Objective

Measure an physical property as a number.

The world is an analog place; physical phenomena have continuity and exist over time. To represent a physical property computationally, the physical process information must be transduced into electrical form and then converted from an analog voltage into a digital number by an analog-to-digital converter, or ADC.

This is a wide and deep topic ranging from signal and information theory to robotics and epistemology, and the entire semester will just begin to explore this idea. But to start, this exercise will represent a single light level as a stream of integers.

Steps and observations

  1. Load and run the AnalogReadSerial sketch.
  2. Observe the numbers printed in the serial monitor as the light level varies.
  3. Try slowing the sampling rate by increasing the delay.
  4. Determine the highest and lowest values observed given the available light levels.
  5. Observe the noise in the numbers for different constant light inputs.
  6. The numbers produced by the ADC are a voltage measurement expressed in the somewhat arbitrary units of the converter (e.g. 4.9 mV/unit). Formulate a strategy for calibrating the measurement so that the number has useful semantic meaning. What are useful units for expressing the light intensity? Hint: the arithmetic for the calibration mapping can be as simple as multiplying by a constant gain and adding an offset (e.g. a linear function); the key point is choosing a units system which is understandable and deciding how to take repeatable reference measurements.

Comments

The Arduino analog inputs are converted at 10 bits of precision, that is, voltages between 0 and 5V are measured as integer numbers between 0 and 1023, with a nominal resolution of about 4.9 mV per step.
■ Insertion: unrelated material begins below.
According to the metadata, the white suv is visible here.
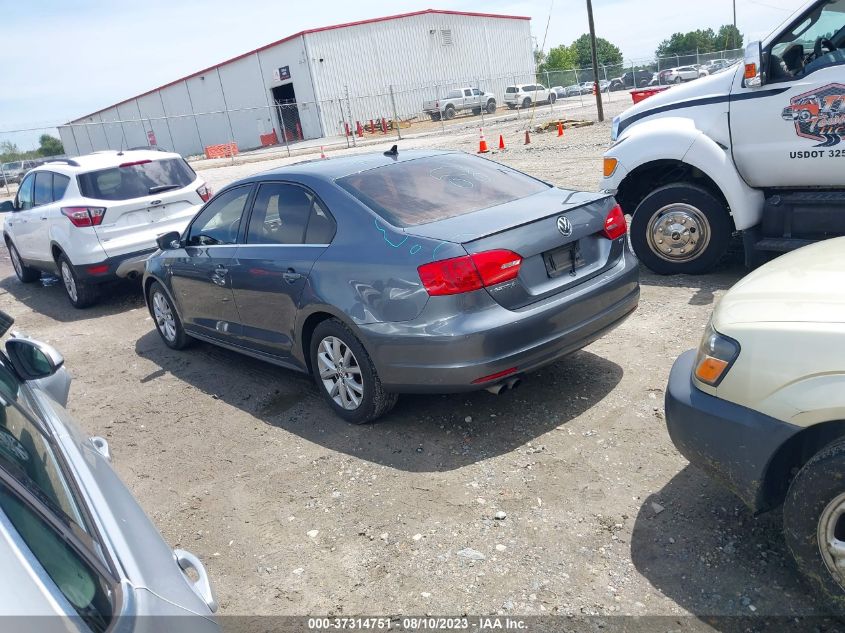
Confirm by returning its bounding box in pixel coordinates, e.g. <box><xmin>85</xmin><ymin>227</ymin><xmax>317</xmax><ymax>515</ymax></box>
<box><xmin>505</xmin><ymin>84</ymin><xmax>557</xmax><ymax>110</ymax></box>
<box><xmin>0</xmin><ymin>150</ymin><xmax>211</xmax><ymax>308</ymax></box>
However, analog noise in the conversion also limits the precision, so the minimum detectable signal change may be somewhat larger.

The frequency resolution is determined by the sampling rate and the Nyquist-Shannon sampling theorem, which states that a periodic sampling rate must be at least twice as fast as the highest frequency in the input. The Arduino ADC converter runs at a maximum of about 10 kHz, so in principle it can measure signals which vary at up to a 5 kHz rate.